Действительно, выбранные не убивали, презирая это низкое, подлое, трусливое доказательство первенства. Подтверждением превосходства была сама непреложность побед, над всеми, кого бы ни выпускали против них на арене. Так залогом недвижимости, купленной в счет ипотечной ссуды, является сама же недвижимость, не иначе. Цирк восторженно прощал им отказ, красную линию, проведенную на песке меж собственным бездонным всевластием и готовностью — спокойно-яростной неготовностью! — причинять смерть слабейшим. Скажем решительней: случись то, чему не бывать, но, иллюстрируя, предположим, что кто-то соперника умертвил, а довольно было бы просто повергнуть, вывалять в прахе, — и жадная до жестокого развлечения публика прокляла бы их за отступничество, ибо дороже, чем истребительный пыл, ставила верность планиде, настолько не шло к ним кощунство измены. Убивали слабейшие, в щепетильно отмеренных Мгером количествах. Вовсе не смерторадничать было нельзя, подобно бычьей потехе, гладиаторский цирк скреплялся членовредительством и расходом, освященным обычаем гибели.
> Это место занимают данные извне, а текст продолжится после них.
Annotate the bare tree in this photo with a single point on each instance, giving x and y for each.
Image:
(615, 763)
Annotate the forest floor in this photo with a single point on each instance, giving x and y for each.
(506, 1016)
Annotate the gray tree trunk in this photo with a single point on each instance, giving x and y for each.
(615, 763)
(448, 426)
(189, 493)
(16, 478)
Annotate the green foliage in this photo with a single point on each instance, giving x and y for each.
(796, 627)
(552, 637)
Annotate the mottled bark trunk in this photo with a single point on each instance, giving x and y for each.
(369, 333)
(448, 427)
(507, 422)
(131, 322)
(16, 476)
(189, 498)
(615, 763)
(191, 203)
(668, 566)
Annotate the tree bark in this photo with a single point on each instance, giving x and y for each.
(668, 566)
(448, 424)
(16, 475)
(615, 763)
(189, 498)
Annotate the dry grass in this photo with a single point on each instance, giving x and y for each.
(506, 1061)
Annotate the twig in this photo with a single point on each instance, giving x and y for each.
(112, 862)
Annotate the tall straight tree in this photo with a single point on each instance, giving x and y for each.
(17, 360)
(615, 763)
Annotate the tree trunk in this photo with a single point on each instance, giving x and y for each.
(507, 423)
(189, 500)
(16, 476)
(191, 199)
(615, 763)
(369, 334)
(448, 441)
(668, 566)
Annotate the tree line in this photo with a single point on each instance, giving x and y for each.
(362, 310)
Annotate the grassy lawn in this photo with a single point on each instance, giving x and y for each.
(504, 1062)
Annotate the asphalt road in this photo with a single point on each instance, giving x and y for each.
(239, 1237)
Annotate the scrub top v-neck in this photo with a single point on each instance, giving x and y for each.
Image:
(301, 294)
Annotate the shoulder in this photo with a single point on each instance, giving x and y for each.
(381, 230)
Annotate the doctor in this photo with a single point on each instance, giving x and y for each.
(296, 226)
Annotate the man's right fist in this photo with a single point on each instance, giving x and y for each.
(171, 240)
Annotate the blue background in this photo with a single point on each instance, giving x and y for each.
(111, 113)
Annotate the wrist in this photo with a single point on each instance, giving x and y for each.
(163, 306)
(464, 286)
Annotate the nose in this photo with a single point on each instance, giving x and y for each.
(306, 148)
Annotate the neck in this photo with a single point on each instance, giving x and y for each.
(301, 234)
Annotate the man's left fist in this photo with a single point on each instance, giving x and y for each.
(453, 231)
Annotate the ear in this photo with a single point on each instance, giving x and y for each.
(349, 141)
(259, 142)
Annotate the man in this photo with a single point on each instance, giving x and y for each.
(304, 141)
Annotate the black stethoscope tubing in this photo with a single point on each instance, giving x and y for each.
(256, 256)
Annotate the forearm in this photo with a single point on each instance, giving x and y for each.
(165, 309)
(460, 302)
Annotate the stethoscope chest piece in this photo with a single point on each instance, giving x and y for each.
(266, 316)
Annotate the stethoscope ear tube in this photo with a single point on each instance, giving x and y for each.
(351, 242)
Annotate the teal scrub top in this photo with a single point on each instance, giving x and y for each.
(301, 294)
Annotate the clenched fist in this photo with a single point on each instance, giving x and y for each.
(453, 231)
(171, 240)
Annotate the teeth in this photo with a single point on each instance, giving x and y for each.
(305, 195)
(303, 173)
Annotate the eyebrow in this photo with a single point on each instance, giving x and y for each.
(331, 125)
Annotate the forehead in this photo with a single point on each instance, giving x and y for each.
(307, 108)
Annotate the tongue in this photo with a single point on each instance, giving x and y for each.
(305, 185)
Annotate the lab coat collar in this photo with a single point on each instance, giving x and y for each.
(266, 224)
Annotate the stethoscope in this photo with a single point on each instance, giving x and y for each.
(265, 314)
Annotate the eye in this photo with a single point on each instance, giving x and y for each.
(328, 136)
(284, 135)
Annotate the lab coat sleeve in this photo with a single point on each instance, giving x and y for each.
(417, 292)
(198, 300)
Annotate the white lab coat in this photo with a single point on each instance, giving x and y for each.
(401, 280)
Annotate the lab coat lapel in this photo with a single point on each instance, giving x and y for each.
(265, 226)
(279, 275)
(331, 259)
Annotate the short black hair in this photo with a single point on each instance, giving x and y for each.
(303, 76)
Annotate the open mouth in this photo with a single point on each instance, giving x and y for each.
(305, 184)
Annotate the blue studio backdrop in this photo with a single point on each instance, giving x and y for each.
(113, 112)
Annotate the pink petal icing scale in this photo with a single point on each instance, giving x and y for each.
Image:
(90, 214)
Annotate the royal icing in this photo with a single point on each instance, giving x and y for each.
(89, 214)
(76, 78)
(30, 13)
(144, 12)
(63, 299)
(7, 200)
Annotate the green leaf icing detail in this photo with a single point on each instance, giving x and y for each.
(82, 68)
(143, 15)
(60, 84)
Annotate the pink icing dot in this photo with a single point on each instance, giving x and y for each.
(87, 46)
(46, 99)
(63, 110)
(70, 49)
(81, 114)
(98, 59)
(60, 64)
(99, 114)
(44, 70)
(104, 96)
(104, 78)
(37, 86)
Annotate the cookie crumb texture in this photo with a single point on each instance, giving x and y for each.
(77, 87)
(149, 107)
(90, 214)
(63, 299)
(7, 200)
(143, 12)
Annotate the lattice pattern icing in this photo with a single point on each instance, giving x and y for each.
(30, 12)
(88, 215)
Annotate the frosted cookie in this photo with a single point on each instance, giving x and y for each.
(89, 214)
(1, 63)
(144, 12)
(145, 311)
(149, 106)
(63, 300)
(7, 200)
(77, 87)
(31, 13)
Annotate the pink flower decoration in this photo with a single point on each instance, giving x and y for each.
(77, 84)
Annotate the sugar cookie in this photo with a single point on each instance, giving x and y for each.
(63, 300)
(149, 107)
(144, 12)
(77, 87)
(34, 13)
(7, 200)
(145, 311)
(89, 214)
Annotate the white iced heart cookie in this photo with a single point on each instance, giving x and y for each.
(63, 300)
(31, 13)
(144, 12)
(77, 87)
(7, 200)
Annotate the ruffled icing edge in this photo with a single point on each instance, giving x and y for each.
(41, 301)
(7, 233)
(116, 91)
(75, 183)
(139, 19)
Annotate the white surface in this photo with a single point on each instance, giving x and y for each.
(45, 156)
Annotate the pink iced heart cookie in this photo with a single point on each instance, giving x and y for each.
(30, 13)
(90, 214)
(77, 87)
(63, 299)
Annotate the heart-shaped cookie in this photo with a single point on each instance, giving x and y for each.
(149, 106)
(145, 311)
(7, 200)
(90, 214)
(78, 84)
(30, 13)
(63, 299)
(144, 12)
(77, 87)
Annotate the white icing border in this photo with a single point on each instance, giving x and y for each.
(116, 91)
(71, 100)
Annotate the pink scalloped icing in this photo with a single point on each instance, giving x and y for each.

Убивал внешний круг, «обступающие». Часть — пожива рекламы, афишных лубков с мордатыми римлянами в плащах и туниках, радио-ора пропагандных тарелей, от которого гавкала песья и бесновалась воронья бестолочь, часть наскребана по сусекам сквозившего в человечестве запустения. Сабунчинская шелупонь предпочитала гладиусам финки, дядьки-фронтовики в прохорях и со скатками просили шашку, наган, трехлинейку, богема ныла «кокаин», десять, двадцать раз «кокаин» и с ироническим пониманием (было ли под луной что-то, недоступное их иронии, их пониманию) притулялась к античному маскараду. Удобная казарма и нескупердяйский харч притушили сумятицу «обступающих», не подпущенных к вилле, в которой под приглядом итальянца-ланисты тренировались отборные, ни к только что поставленному Дому бойца. Он будто явился из лона предсотворенности, таким натуральным стал его триумф в каменной крепи проспекта Нефтяников.